The book ends abruptly. Nothing is resolved, but of course, nothing could be resolved. I wasn’t particularly impressed with the hopefulness and resilience of the couple, since they were not buoyed by hope. They were resilient, but that seemed to be more because there was nothing else to do but continue to slog on into the headwinds. I was left thinking that the dreams of this couple could not possibly come true, but it isn’t a book that is going to stick with me, or make me wonder if this or that plan could have worked, because there wasn’t any plan. It was something they wanted, something not unreasonable, but that they could never have, and that was that.

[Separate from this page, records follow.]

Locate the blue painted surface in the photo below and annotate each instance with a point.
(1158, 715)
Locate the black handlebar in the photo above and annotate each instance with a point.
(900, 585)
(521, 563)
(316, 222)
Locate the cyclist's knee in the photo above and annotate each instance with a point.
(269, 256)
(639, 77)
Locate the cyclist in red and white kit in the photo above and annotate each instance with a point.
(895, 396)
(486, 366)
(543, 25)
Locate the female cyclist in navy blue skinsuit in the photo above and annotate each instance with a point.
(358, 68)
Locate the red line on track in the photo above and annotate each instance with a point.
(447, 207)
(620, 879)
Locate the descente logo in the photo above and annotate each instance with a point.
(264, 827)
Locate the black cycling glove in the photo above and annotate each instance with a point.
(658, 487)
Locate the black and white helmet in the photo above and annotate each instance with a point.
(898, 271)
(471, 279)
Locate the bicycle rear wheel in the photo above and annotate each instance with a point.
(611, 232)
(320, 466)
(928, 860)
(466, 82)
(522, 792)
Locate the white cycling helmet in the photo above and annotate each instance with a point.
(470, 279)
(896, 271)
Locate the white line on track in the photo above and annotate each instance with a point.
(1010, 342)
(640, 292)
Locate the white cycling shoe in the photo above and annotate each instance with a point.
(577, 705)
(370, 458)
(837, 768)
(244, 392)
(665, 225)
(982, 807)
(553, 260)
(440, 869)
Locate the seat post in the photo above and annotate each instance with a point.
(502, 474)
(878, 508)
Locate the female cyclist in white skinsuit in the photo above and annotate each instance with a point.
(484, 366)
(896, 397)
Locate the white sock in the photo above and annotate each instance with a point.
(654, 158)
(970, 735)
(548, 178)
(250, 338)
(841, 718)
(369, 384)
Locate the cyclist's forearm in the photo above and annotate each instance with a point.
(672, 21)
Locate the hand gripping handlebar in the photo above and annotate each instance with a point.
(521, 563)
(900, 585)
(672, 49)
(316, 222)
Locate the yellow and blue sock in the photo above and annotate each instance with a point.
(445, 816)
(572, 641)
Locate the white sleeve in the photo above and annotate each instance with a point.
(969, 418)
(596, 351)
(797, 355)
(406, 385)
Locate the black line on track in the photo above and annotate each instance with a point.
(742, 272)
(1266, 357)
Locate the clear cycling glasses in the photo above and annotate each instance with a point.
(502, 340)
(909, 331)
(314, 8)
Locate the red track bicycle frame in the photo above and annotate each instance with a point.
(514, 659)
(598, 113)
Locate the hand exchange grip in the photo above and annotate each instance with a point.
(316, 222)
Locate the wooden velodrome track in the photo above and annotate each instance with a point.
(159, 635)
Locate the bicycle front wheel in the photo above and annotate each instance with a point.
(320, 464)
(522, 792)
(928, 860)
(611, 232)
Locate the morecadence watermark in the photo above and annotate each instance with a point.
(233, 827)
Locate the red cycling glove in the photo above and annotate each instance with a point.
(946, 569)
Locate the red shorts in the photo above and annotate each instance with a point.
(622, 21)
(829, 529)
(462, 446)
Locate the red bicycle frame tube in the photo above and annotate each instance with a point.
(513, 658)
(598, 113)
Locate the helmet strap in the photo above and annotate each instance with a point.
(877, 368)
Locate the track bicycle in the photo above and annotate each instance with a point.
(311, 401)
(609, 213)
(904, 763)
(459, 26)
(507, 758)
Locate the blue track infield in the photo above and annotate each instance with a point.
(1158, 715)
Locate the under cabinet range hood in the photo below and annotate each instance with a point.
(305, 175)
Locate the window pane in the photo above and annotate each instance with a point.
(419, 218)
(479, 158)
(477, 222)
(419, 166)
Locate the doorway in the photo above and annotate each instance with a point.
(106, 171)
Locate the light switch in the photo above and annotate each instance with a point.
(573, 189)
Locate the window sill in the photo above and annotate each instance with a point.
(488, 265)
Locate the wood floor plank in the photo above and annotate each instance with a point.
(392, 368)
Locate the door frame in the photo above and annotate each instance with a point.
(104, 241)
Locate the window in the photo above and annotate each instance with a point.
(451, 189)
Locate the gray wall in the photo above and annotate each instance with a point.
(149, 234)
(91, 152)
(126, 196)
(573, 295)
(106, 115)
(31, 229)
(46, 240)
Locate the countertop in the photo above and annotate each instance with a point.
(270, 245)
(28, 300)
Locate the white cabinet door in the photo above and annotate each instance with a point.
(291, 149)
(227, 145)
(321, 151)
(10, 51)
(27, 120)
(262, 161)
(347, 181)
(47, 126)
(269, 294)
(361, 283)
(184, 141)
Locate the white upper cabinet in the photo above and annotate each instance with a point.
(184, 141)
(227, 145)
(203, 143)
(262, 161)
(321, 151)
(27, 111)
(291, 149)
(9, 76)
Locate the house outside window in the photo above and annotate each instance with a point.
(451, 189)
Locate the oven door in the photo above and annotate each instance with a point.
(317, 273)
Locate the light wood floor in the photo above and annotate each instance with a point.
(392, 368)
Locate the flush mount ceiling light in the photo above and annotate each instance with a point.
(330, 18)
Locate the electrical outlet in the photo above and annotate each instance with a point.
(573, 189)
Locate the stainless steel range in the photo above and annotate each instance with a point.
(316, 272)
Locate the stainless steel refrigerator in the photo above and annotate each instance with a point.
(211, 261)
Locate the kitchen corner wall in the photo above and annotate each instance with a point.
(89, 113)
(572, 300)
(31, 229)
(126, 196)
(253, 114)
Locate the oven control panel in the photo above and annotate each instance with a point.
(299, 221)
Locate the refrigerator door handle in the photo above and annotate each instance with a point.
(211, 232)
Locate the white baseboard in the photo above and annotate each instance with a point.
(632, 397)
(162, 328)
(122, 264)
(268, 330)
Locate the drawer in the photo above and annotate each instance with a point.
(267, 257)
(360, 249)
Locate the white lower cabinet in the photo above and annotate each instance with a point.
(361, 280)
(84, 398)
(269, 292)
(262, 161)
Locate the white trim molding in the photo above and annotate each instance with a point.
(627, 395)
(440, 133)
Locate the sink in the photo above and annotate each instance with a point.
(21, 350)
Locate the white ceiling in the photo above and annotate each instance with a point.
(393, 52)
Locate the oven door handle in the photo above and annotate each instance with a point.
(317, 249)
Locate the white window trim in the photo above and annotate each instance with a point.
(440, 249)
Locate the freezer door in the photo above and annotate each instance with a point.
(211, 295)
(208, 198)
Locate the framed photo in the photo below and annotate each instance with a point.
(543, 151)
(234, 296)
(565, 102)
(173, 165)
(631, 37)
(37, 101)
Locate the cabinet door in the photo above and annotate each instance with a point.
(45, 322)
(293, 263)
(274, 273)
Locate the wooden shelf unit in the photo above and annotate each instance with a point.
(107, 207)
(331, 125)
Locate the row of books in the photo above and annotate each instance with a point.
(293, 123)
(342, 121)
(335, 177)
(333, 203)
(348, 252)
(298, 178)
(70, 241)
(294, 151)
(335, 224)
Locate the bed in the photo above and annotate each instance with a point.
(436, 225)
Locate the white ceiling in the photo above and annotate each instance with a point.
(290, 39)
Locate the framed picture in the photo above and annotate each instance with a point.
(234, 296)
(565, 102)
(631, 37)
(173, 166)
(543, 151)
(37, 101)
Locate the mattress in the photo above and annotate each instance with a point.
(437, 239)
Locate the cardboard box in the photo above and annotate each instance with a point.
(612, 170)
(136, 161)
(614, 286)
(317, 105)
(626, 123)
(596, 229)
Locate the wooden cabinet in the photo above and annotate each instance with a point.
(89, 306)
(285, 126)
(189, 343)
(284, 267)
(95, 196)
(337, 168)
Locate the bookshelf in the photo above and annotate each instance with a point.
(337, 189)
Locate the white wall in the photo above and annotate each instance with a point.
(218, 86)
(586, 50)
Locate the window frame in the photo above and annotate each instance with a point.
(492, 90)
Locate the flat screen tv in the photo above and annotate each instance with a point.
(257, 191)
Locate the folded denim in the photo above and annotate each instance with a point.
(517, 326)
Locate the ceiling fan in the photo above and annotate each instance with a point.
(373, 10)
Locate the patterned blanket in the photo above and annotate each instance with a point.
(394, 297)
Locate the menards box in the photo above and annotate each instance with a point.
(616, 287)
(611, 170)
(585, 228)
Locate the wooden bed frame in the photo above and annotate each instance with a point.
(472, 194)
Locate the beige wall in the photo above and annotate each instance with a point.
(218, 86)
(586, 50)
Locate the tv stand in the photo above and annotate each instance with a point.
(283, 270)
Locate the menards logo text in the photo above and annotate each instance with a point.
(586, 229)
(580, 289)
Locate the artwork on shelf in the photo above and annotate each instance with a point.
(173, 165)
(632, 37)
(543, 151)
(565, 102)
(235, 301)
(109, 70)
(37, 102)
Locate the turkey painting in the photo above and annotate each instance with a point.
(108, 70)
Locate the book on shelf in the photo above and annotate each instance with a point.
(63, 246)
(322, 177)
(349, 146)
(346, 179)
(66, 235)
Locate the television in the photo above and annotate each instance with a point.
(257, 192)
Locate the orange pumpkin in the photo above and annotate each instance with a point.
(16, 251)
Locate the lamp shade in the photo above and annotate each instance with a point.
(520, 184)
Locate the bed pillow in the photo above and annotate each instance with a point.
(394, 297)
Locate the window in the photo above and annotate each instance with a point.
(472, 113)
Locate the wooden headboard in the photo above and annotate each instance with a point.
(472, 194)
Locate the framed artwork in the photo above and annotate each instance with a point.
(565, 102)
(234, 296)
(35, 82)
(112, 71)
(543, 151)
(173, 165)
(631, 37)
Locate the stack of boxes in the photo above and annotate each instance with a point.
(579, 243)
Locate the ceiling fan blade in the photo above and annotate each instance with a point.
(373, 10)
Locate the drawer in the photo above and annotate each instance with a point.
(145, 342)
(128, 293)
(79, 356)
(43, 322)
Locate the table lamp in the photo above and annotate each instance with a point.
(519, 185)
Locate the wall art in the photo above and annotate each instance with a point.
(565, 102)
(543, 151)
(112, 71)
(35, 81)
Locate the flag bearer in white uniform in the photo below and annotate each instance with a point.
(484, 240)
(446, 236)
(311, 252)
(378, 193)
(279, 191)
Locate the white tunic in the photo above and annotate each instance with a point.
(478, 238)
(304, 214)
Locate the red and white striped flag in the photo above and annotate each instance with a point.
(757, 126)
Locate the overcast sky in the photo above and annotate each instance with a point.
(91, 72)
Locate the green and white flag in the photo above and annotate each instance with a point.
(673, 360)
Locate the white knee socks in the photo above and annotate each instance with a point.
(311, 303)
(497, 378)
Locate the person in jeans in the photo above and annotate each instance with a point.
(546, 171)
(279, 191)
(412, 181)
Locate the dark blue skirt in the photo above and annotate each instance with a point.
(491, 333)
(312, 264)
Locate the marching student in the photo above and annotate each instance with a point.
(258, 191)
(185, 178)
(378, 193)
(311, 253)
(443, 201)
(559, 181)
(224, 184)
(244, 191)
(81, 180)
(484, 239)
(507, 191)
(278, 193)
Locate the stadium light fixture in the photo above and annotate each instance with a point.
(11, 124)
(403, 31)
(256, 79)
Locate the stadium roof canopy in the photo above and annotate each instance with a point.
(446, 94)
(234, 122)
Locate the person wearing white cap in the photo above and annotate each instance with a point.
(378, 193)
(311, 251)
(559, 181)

I suppose I was disappointed with House of Earth. I wanted a poignant novel with courageous characters I could love and empathize with as they battled odds to achieve goals. I guess I wanted a bit of a narrative arc to the story. This was a piece of Americana, a slice of life. I admired Ella May but I found Tyke annoying and a bit immature. It made for a realistic portrayal of the couple, but wasn’t exactly encouraging for the evolution of the marriage over the long haul. For now, their love sustains them, but when that’s gone too. . .

Overall, it was not so much a novel as it was a sounding board for Guthrie’s admiration for the idea of adobe houses. Read it as a period piece. Read it because you’re a Guthrie fan. Read it because his ideals resonate today as much as they did in the first half of the twentieth century. Read it because Guthrie is a poet with a gift for language. But I can’t really recommend it for its success as a novel.

This is my 17th book read for the Historical Fiction Challenge hosted by Historical Tapestry.